A Guide to Litigating Identity Systems: Data Protection and National Identity Systems

This section presents arguments on data protection concerns, highlighting the importance of safeguards to protect rights, and pointing to issues around the role of consent, function creep, and data sharing.

data protection

National identity systems naturally implicate data protection issues, given the high volume of data necessary for the systems’ functioning.

This wide range and high volume of data implicates raises the following issues:

  • consent as individuals should be aware and approve of their data’s collection, storage, and use if the system is to function lawfully. Despite this, identity systems often lack necessary safeguards requiring consent and the mandatory nature of systems ignores consent entirely.
  • function creep with identity systems have a propensity to extend in application beyond their initial conception into numerous areas of public and private life, spreading individuals’ data to numerous actors without their consent and consideration.
  • equality, non-discrimination and exclusion as even where the system is legislatively prescribed to be voluntary, the spread of requirements across public and private life make consent arguably illusory. The most vulnerable populations are at greater risk of losing the practical ability to withhold consent because of the power imbalances that exist between individuals and the state.
  • data sharing given how widespread such practices are amongst public and private actors involved in the identity system’s administration and application. This sharing occurs without safeguards and judicial oversight in many contexts.
  • the role of multinationals given they are frequently involved in the design and implementation of identity systems, further expanding the scope of data sharing involved in the systems.

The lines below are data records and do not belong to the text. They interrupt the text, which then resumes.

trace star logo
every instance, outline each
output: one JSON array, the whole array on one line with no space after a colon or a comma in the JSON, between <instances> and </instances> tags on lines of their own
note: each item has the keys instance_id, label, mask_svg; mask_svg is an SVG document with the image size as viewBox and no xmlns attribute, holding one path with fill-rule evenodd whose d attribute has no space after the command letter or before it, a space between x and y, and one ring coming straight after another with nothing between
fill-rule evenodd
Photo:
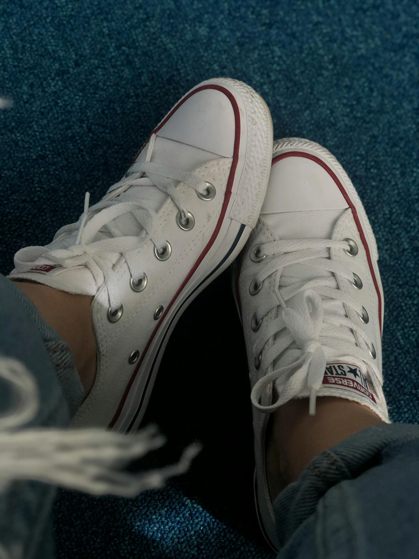
<instances>
[{"instance_id":1,"label":"star logo","mask_svg":"<svg viewBox=\"0 0 419 559\"><path fill-rule=\"evenodd\" d=\"M359 375L358 374L358 370L356 367L353 369L351 369L350 367L348 367L347 372L352 373L355 378L359 376Z\"/></svg>"}]
</instances>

This section of the guide illustrates arguments surrounding data protection law and its relationship to identity systems, while providing context from several of the national court judgments analyzing the systems. Without these safeguards, there can be no guarantee that an identity system is implicating privacy rights in the least intrusive way to accomplish state objectives.

Advocates and human rights defenders should use these arguments to challenge the implementation of identity systems designed without the requisite internal safeguards and background data protection frameworks to protect individuals’ rights.